The two do go hand-in-hand: you can't train someone on a device and not train them to perform the actual cleaning. There are organizations that see the value and are doing training now, and they're already seeing benefits like reduced costs; improved work quality; reduced complaints; reduced turnover; reduced injuries. The move toward quantitative analysis is another step in bringing validity to the work we do, and training is part of the process.
We've been cleaning wrong for years. We've been throwing away billions of dollars doing it wrong, and not just on the wasted labor; it's the cost of the people who get sick on the job because we do it wrong, the kids who can't come to school because they're sick, the work that doesn't get done by the people who occupy the buildings because they're out sick. The real cost and the real savings is not in the cleaning; it's in the enhanced production of the people using and occupying the facilities we clean.
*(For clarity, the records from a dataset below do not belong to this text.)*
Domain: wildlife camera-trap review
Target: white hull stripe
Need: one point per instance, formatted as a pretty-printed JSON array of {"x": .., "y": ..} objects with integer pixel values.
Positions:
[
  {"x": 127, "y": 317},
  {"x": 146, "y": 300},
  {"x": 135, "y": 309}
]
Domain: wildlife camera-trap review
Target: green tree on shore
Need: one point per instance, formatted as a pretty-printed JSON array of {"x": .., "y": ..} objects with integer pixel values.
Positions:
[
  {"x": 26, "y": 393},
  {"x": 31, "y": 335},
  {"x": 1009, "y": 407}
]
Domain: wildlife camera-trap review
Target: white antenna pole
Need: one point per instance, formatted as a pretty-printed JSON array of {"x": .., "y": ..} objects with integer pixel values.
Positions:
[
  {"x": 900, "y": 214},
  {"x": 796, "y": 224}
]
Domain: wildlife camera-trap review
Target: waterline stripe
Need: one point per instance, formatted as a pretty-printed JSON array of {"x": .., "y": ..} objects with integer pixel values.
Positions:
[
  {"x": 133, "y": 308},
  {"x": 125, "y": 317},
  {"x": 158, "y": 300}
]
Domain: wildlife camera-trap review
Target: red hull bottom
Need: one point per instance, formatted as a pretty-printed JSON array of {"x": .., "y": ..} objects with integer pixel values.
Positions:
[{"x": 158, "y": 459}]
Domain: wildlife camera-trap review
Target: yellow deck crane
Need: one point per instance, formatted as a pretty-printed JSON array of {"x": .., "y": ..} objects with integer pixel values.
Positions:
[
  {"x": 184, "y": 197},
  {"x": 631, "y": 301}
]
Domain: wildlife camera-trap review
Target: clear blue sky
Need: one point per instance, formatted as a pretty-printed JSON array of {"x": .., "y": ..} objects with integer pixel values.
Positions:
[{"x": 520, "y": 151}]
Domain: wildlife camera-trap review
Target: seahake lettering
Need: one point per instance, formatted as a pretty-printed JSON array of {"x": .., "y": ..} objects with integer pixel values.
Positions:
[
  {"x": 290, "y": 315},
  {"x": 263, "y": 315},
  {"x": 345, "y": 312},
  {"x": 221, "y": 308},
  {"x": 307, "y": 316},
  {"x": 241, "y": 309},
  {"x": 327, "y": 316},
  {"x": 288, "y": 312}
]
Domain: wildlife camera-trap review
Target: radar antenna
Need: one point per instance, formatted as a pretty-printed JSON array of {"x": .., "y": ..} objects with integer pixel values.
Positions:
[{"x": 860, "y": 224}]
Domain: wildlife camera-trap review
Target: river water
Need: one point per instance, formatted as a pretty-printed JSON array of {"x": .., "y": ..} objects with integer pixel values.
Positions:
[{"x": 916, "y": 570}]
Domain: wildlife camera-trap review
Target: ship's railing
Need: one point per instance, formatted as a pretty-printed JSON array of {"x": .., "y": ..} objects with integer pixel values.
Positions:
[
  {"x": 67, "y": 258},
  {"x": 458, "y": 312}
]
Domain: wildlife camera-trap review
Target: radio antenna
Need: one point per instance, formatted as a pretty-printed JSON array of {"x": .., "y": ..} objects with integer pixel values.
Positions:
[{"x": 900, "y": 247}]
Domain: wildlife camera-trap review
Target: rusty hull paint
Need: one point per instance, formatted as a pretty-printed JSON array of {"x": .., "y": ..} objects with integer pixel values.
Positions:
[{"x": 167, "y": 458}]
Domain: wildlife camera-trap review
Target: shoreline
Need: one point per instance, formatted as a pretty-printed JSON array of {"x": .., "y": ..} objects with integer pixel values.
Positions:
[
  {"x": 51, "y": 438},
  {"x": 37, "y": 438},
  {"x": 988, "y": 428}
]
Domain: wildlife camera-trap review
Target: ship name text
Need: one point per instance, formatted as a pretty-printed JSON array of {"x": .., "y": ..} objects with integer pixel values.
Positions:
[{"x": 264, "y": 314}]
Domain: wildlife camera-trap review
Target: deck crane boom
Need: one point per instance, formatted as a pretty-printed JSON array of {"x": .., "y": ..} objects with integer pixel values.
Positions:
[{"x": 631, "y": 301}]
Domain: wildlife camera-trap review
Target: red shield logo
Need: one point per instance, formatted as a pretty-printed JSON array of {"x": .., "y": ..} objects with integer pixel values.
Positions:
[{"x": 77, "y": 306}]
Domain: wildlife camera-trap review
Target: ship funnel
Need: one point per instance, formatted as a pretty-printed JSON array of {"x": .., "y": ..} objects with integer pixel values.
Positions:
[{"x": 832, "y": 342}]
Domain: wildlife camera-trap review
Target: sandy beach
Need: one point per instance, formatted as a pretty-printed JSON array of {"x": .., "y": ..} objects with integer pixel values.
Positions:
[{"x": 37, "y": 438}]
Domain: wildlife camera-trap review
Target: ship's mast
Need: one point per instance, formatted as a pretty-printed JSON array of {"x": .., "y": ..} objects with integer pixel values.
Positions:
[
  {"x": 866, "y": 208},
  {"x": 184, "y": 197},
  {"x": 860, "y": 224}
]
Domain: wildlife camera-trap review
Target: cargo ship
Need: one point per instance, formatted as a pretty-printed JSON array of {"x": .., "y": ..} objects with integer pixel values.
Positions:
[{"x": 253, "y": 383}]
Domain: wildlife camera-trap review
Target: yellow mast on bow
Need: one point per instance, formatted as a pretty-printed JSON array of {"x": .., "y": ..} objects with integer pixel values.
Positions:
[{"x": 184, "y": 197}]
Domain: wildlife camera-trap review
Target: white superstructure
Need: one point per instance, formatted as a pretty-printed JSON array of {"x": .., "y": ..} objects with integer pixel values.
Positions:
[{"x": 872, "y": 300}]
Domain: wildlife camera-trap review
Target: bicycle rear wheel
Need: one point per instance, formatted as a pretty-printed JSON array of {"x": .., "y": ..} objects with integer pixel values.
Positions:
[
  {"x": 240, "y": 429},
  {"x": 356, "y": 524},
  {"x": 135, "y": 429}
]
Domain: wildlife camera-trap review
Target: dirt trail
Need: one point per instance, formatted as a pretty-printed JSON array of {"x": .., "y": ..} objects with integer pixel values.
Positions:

The savings to be realized from training on processes and measurement, validating what works and what doesn't work, is so great that the cost of the training and even the equipment becomes irrelevant.
There are key factors to keep in mind with regard to measurement and measuring devices. Consistency and documentation are both critical to the process. If you don't have consistency and the ability to perform tasks in the same manner time and again, it isn't going to give you any useful information. If you don't document what you've done, you can't set a baseline or modify your process; the collected data must be written down.
The other point to remember is that we are in the rudimentary phase of this process. We have to find our way, blaze a path and develop this process as we go through it. We need to apply it as best we can, learn from it, modify it, and continue to use and implement it. It will start in healthcare and education, food processing, places where cleaning is critical. It will distill down to other areas where it is less critical but is recognized as a best practice, and good sales tool; another great way to separate yourself from everyone else.
Testing and measurement brings more professionalism, more recognition and more profit to the industry. It will become more and more critical as we learn more about how cleaning works, how the testing applies and what difference it makes, and how it applies to the production and health of the people in the buildings. We're in the early stages of progressing from one or two studies done 20-30 years ago, to field studies that can be done every day, on the job, in real-work situations.
There will be some distractions. Some people will look and say, 'Oh, why are you doing this, that's a waste of time and energy.' Well, people said the same thing about cars, about airplanes. Look at what we're building today as creating the blueprint for the first Model A. What we started driving in 1909 is not the same car we drive today. The plane you fly on today is not the same plane flown at Kitty Hawk.
We're going to be learning as we go, but I'm convinced it's the right path to follow. We will see major benefits in cost savings, health and productivity as we go, getting more and more sophisticated in the process.